Azirwan, mantan terpidana korupsi dalam kasus alih fungsi hutan lindung di Pulau Bintan, diaktifkan kembali sebagai Kepala Dinas Kelautan dan Perikanan Provinsi Kepulauan Riau, beberapa waktu lalu. Mantan Sekretaris Daerah Kabupaten Bintan itu bebas dari tahanan sekitar tahun 2010.
Azirwan dan Al Amin Nasution (waktu itu anggota Komisi IV DPR) ditangkap Komisi Pemberantasan Korupsi di Hotel Ritz-Carlton, Jakarta, pada 8 April 2008. Azirwan divonis 2 tahun 6 bulan penjara dan membayar denda Rp 100 juta atau subsider tiga bulan penjara.
Azirwan terbukti menyuap Al Amin terkait pembahasan alih fungsi hutan lindung di Bintan pada 2008. Menteri Dalam Negeri Gamawan Fauzi, di Batam, Kepulauan Riau, Kamis (11/10/2012), mengatakan, PNS yang pernah dipidana terkait kasus korupsi boleh menjadi pejabat karena sampai sekarang belum ada aturan yang melarang hal itu.
Menurut Gamawan, ukurannya kepatutan dan kepantasan saja. Kepala daerah dipersilakan menilai kesalahan PNS itu sebelum menempatkannya kembali sebagai pejabat. "Silakan dinilai Gubernur," ujar Mendagri.

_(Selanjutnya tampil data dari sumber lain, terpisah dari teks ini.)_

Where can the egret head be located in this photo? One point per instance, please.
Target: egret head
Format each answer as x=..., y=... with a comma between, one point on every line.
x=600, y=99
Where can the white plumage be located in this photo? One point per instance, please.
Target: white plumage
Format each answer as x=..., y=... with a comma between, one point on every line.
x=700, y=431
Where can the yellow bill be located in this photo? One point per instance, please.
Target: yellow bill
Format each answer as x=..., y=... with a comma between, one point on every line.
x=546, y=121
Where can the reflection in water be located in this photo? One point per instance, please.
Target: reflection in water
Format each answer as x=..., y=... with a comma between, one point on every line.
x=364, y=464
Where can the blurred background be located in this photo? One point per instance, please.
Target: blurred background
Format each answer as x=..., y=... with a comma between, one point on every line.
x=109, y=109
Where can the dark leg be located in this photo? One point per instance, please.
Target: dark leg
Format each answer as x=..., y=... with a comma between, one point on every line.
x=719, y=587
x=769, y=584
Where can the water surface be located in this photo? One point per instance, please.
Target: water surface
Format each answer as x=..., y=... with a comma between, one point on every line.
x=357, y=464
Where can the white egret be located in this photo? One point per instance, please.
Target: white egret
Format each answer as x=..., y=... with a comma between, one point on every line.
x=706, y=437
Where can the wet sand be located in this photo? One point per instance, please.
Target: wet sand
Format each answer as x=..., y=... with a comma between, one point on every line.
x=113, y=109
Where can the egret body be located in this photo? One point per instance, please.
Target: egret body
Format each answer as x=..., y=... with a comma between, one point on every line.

Sebelumnya, Koordinator Bidang Hukum dan Peradilan Indonesia Corruption Watch (ICW) Emerson Yuntho menilai promosi itu mencederai hukum dan keadilan.
"Promosi untuk koruptor (Azirwan) di lingkungan pemerintah pada prinsipnya justru menjadi preseden buruk bagi upaya pemberantasan korupsi dan sekaligus akan mengurangi pemberian efek jera dan sanksi sosial kepada koruptor," kata Emerson.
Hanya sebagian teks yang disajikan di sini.